Hallo zusammen!

Frage zum Satzungsänderungsantrag "Nachrückregelung": 
http://meta.wikimedia.org/wiki/Mitgliederversammlung_2010/S_2

Die derzeitige Satzung sagt: "Scheidet ein Vorstandsmitglied nach §26 
BGB vor Ablauf seiner Wahlzeit aus, rückt ein Beisitzer nach. Die 
Reihenfolge, in der die Beisitzer nachrücken sollen, wird bei deren Wahl 
festgelegt."
Man kann das so lesen, dass derjenige Beisitzer mit den meisten Stimmen 
automatisch in den BGB-Vorstand nachrückt.
Wenn derjenige aber z.B. nicht Vorsitzender oder Kassenprüfer sein 
will/kann, müsste er - so verstehe ich Sebastians dortige Anmerkung 
(korrigiere mich bitte ggf.) - komplett zurücktreten. Wir hätten dann 
zwei Vorstandspositionen unbesetzt. Ganz schlecht.
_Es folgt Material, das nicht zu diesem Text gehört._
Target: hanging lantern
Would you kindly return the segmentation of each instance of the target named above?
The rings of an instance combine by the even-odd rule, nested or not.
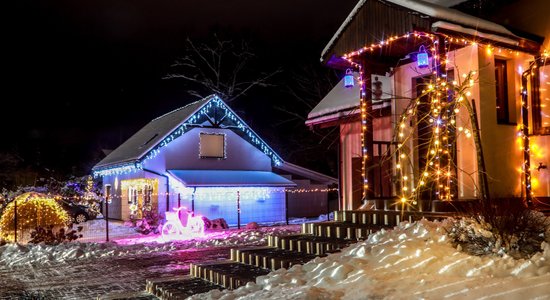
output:
[[[426,68],[429,64],[426,48],[424,48],[424,45],[420,45],[420,49],[418,49],[418,54],[416,55],[416,65],[419,68]]]
[[[344,75],[344,86],[346,88],[352,88],[353,84],[353,72],[351,71],[351,69],[347,69],[346,75]]]

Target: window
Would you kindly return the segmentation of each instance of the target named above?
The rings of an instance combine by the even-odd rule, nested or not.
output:
[[[534,90],[533,125],[535,133],[550,134],[550,64],[540,66],[533,75],[531,86]]]
[[[495,86],[497,95],[497,123],[509,124],[508,110],[508,78],[506,76],[506,61],[495,59]]]
[[[225,134],[200,133],[200,158],[225,158]]]

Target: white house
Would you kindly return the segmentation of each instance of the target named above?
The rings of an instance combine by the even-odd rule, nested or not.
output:
[[[109,217],[185,206],[229,225],[327,212],[336,179],[285,162],[215,95],[160,116],[93,167]]]

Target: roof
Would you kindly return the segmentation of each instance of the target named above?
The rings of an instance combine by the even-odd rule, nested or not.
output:
[[[301,177],[310,179],[312,181],[316,181],[321,184],[330,185],[330,184],[338,183],[338,179],[334,177],[327,176],[325,174],[321,174],[319,172],[315,172],[313,170],[306,169],[304,167],[300,167],[298,165],[295,165],[289,162],[284,162],[283,164],[281,164],[280,166],[277,166],[276,168],[293,175],[299,175]]]
[[[365,3],[369,2],[371,0],[360,0],[357,5],[354,7],[354,9],[351,11],[351,13],[348,15],[346,20],[342,23],[340,28],[336,31],[334,36],[331,38],[331,40],[328,42],[328,44],[323,49],[323,52],[321,53],[321,61],[325,61],[329,57],[327,55],[329,52],[332,51],[335,44],[340,39],[341,35],[344,31],[348,28],[348,26],[352,23],[352,21],[355,19],[355,17],[358,15],[359,11],[365,6]],[[380,0],[377,0],[380,1]],[[417,12],[423,16],[431,17],[435,21],[447,21],[452,24],[460,25],[462,27],[474,29],[475,32],[486,32],[493,34],[492,36],[497,35],[503,35],[504,37],[508,38],[518,38],[516,35],[514,35],[511,31],[506,29],[504,26],[499,25],[497,23],[481,19],[472,15],[468,15],[466,13],[463,13],[459,10],[452,9],[446,6],[450,5],[456,5],[463,1],[451,1],[451,0],[383,0],[382,2],[387,2],[390,4],[395,4],[407,9],[410,9],[414,12]],[[407,32],[388,32],[387,34],[406,34]],[[374,41],[372,41],[374,42]],[[370,43],[368,43],[370,44]],[[350,49],[351,50],[351,49]],[[353,49],[356,50],[356,49]],[[338,53],[339,55],[343,55],[344,53]]]
[[[208,96],[153,119],[97,163],[94,169],[138,161],[214,97]]]
[[[353,81],[355,84],[351,88],[344,87],[344,78],[342,78],[342,80],[328,92],[323,100],[311,110],[307,115],[308,120],[335,111],[342,111],[358,106],[359,93],[361,92],[361,84],[358,78],[359,73],[353,73]]]
[[[344,87],[344,79],[340,80],[330,92],[307,115],[306,125],[311,126],[332,120],[345,118],[359,113],[359,73],[353,73],[355,85]],[[381,108],[387,102],[373,102],[373,108]]]
[[[233,170],[169,170],[188,187],[293,187],[296,184],[282,176],[267,171]]]

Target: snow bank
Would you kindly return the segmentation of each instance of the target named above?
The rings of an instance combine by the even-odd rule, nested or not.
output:
[[[267,243],[269,234],[289,234],[299,230],[300,227],[297,225],[261,227],[256,230],[232,229],[206,232],[202,238],[169,243],[165,243],[159,235],[148,235],[108,243],[72,242],[55,246],[7,244],[0,246],[0,267],[14,267],[23,264],[48,265],[73,259],[120,257],[190,248],[262,245]]]
[[[340,253],[258,277],[234,291],[191,299],[532,298],[550,295],[550,245],[527,260],[470,256],[445,234],[447,222],[401,223]]]

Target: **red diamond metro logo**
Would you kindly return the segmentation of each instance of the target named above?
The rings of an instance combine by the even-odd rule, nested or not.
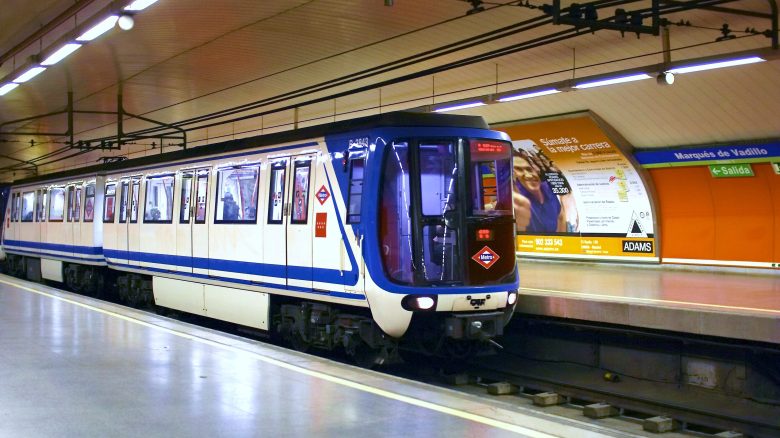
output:
[[[493,266],[500,258],[501,257],[496,254],[495,251],[486,246],[474,254],[471,257],[471,260],[474,260],[479,264],[479,266],[482,266],[485,269],[490,269],[490,267]]]

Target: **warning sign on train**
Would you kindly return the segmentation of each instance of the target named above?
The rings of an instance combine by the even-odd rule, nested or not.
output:
[[[325,201],[330,198],[330,192],[328,189],[325,188],[325,186],[320,187],[319,190],[317,190],[317,200],[320,201],[320,205],[325,205]]]

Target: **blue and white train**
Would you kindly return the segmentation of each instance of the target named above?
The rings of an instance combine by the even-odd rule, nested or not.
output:
[[[269,331],[464,351],[517,300],[511,144],[391,113],[15,182],[6,272]]]

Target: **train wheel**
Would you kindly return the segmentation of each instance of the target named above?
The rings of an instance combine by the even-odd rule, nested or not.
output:
[[[303,339],[303,336],[297,332],[291,333],[289,341],[290,345],[292,345],[295,350],[300,351],[301,353],[306,353],[309,351],[309,348],[311,348],[311,344]]]

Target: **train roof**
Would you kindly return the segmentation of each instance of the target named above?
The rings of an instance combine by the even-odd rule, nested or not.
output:
[[[168,152],[161,155],[148,155],[140,158],[133,158],[115,163],[97,164],[94,166],[79,167],[77,169],[66,170],[62,172],[48,173],[41,176],[25,178],[14,181],[12,184],[32,184],[36,182],[48,181],[51,179],[66,179],[69,177],[78,177],[85,174],[112,172],[122,169],[146,166],[165,161],[178,161],[188,158],[197,158],[207,155],[219,154],[224,152],[240,151],[259,146],[270,146],[281,143],[288,143],[307,138],[316,138],[327,135],[335,135],[350,131],[361,131],[380,127],[458,127],[458,128],[476,128],[490,129],[485,120],[480,116],[464,116],[457,114],[438,114],[438,113],[414,113],[414,112],[392,112],[379,114],[375,116],[361,117],[357,119],[344,120],[341,122],[328,123],[317,126],[300,128],[293,131],[285,131],[274,134],[266,134],[255,137],[247,137],[236,140],[228,140],[220,143],[213,143],[205,146],[198,146],[192,149],[185,149],[176,152]]]

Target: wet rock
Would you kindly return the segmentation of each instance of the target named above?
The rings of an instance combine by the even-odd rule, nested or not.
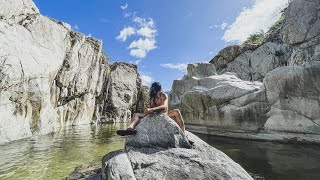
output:
[[[78,166],[73,172],[66,177],[66,180],[98,180],[101,179],[101,167],[100,165],[92,166]]]

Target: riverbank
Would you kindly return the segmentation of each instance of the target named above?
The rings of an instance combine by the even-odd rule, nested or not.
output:
[[[289,132],[263,132],[263,131],[224,131],[214,126],[203,126],[198,124],[186,124],[191,132],[203,135],[228,137],[235,139],[246,139],[252,141],[270,141],[289,144],[314,144],[320,145],[319,134],[289,133]]]

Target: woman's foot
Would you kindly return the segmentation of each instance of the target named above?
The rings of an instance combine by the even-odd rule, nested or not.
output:
[[[135,130],[133,128],[119,129],[118,131],[116,131],[116,133],[119,136],[135,135],[135,134],[137,134],[137,130]]]

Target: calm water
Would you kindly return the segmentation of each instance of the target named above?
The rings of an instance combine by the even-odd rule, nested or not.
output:
[[[197,135],[226,153],[255,179],[320,179],[320,146]]]
[[[63,179],[79,165],[100,163],[103,155],[123,148],[115,135],[122,125],[69,127],[37,139],[0,145],[0,179]]]
[[[115,130],[125,125],[69,127],[37,139],[0,145],[0,179],[63,179],[79,165],[100,164],[123,148]],[[320,147],[199,135],[256,179],[320,179]]]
Stimmt das so überhaupt oder könnte ein Beisitzer den Staffelstab 
einfach an den nächsten weitergeben und dennoch Beisitzer bleiben?
Ich sehe in der Satzung Spielraum, dass Vorstandskandidaten von 
vornherein bestimmte Ämter als Nachrücker ablehnen und wir dies quasi 
"bei deren Wahl" in der MV festlegen. Oder ist das Quark?